Gentamycin, which was proposed to be an alternative therapy to MRSA infection, was found to be still better in this part of the world (52.6%). This is perhaps due to the different clonal expansion and drug pressure in the community. Another alternative to gentamycin treatment of MRSA infections would be clindamycin. However, due to cross resistance with erythromycin for patients who have ever been exposed to one drug, in this study, resistance was found to be high (82.4%).

Erythromycin (a macrolide) and clindamycin (a lincosamide) represent two distinct classes of antimicrobial agents that inhibit protein synthesis by binding to the 50S ribosomal subunits of bacterial cells (Christine et al, 2005).  In staphylococci, resistance to both of these antimicrobial agents can occur through methylation of their ribosomal target site. The target site modificationmechanism, also called macrolide-lincosamide-streptograminB resistance, results in resistance to erythromycin, clindamycin, and streptogramin B. Therefore S. aureus isolates that test as resistant to erythromycin and susceptible to clindamycin can still be resistant to clindamycin by an inducible or constitutive mechanism encoded by the erm gene by methylation of the 23S rRNA. Erythromycin has been found to be an effective inducer, yet clindamycin a weak inducer. Therefore, clinical failure may ensue when clindamycin therapy is instituted on patients who have taken or have been exposed to erythromycin (Christine et al, 2005). In this study all isolates of MRSA showed sensitivity to clindamycin. However, 82.4% of them were actually having inducible resistance to clindamycin. ** Recently, ina similar study in Tanzania clindamycin inducible resistance was observed in 61% of MRSA (Mshana et al., 2009). As high as 82% inducible clindamycin resistance has been reported in Kwa-Zulu Natal in South Africa (Shiitu & Lin, 2006).
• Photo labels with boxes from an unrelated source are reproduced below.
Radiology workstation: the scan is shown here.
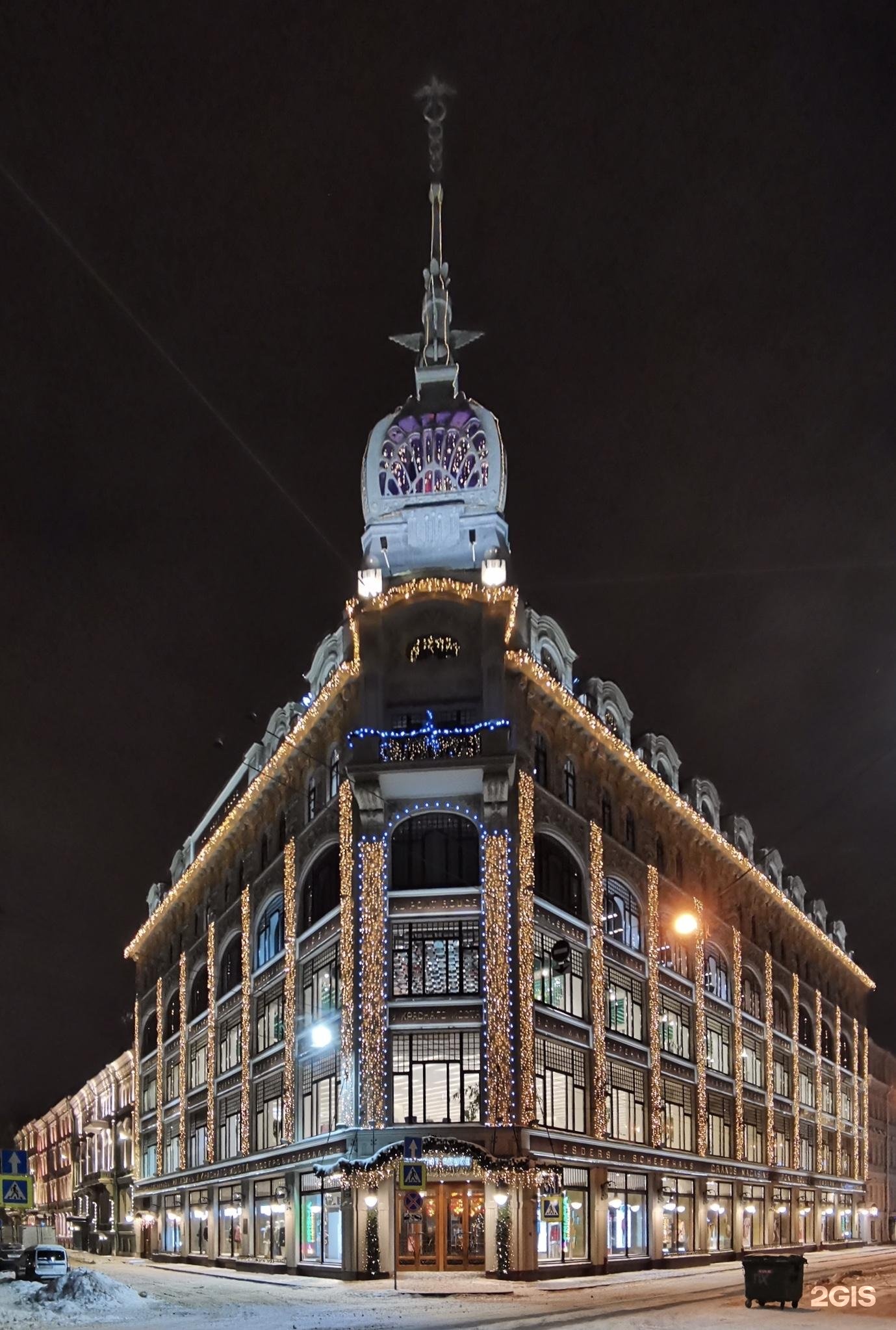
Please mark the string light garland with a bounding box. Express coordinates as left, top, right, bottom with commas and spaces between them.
646, 863, 665, 1148
483, 831, 516, 1127
205, 919, 218, 1164
339, 781, 355, 1127
694, 896, 709, 1156
763, 951, 775, 1167
357, 837, 387, 1128
239, 886, 253, 1154
731, 928, 743, 1160
585, 824, 606, 1141
177, 951, 186, 1172
789, 971, 800, 1167
281, 837, 295, 1144
834, 1007, 843, 1177
155, 975, 165, 1176
505, 650, 875, 989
Since, complete eradication of MRSA may not be possible, control of transmission seems to be the appropriate goal. The efficacy of some controlling methods are widely recognized and recommended by most authors. The first and the most effective way among these are to avoid transmission through hand contamination by the person responsible for caring the infected patients. The use of broad-spectrum antibiotics for treating infections also increases the rate of MRSA and other resistant bacteria (Vidhani et al., 2001). Some patients can be treated with clindamycin, but inducible resistance may occur in some strains that appear susceptible in broth susceptibility tests. Therefore chemotherapy should be guided by sensitivity of the probable causative organism through accurate detection of MRSA by clinical laboratories as well as making a D-test a routine procedure. A further large study with a large sample should be carried out to find antibiotic susceptibility of MRSA in various hospitals in the East African region.